Virtually Indexed, Physically Tagged Caches

You can't resist talking about one final optimization. Looking at this load method, notice how the translation to the physical address and cache look-up happen in sequence. We could speed up our implementation if we could find a way to do this in parallel. At first this might seem impossible. After all, the cache is indexed by the physical address We don't know this until we've done the translation. Recall, however, that only the higher order bits are changed when we go from the virtual address to the physical address. The offsets within the page stays exactly the same. Which bits are important for extracting data from the cache? Well it's these middlest bits that come after the offset for the cache block. As long as the index bits for the cache don't extend beyond the offset for the page, this little red line here, then we can extract data from the cache. Before we know the full physical address. Conceptually, we're going to do something like this where the virtual page number goes to the TLB and the page offset goes to the cache. The tag, or tags in the said associative case, then gets compared with the page frame number from the TLB, and the correct data is returned.

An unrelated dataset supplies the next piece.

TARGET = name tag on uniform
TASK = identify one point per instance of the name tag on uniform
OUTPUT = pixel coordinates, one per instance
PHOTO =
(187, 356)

Number of Entries in a Virtually Indexed, Physically Tagged Cache

Here's a question to test your understanding of the virtually indexed, physically tagged cache. Suppose 32-bit virtual and physical address spaces. Pages are four kilobytes, and cache blocks are 64 bytes. What is the maximum number of entries, in a virtually indexed, physically tagged cache?

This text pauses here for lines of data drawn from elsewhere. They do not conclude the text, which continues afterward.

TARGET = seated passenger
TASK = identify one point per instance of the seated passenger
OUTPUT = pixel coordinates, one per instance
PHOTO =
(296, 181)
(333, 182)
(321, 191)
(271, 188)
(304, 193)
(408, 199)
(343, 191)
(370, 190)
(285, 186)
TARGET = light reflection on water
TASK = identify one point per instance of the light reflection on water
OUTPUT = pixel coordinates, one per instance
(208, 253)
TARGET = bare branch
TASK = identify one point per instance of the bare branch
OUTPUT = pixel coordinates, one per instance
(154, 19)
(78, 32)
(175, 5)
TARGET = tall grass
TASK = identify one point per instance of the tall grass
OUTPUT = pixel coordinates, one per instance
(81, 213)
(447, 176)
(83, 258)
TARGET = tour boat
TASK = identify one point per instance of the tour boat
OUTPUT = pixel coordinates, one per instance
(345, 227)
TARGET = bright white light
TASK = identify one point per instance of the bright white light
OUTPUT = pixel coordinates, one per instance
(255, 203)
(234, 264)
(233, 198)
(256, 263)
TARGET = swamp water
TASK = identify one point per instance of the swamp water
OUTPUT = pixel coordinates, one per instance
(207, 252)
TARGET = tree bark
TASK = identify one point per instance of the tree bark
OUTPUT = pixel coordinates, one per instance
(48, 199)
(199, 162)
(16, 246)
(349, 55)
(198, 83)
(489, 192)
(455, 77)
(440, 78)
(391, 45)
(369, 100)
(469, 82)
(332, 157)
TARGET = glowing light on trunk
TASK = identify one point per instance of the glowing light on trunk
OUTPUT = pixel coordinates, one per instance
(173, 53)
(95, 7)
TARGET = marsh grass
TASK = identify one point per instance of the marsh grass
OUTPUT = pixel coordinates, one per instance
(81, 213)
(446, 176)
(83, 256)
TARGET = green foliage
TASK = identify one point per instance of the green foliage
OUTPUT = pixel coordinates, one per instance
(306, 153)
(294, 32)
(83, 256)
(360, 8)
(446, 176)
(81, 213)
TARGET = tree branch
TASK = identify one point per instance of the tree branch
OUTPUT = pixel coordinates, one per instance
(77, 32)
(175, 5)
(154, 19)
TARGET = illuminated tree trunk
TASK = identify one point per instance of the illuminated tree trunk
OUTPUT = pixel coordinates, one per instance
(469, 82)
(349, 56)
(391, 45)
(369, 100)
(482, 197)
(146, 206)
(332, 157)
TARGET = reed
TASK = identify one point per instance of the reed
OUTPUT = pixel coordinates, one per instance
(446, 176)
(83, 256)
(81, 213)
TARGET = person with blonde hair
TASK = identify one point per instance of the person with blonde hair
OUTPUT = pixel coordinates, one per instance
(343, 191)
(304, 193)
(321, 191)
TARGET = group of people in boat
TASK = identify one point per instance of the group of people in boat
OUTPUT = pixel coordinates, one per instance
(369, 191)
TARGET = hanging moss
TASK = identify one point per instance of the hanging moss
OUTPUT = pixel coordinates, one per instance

Number of Entries in a Virtually Indexed, Physically Tagged Cache

Here's my answer. The 4k page size implies a 12 bit page offset. The the size of the virtual and physical address spaces don't matter at all.


This completes our lesson on memory systems and if you followed along, you now have an advanced understanding of how memory systems work. This should make you a better programmer and put you in a good position to think about some of the complex trade-offs involved in CPU scheduling and maintaining cache coherence, especailly in the context of shared memory machines where there are multiple CPU's. There is always plenty more to learn.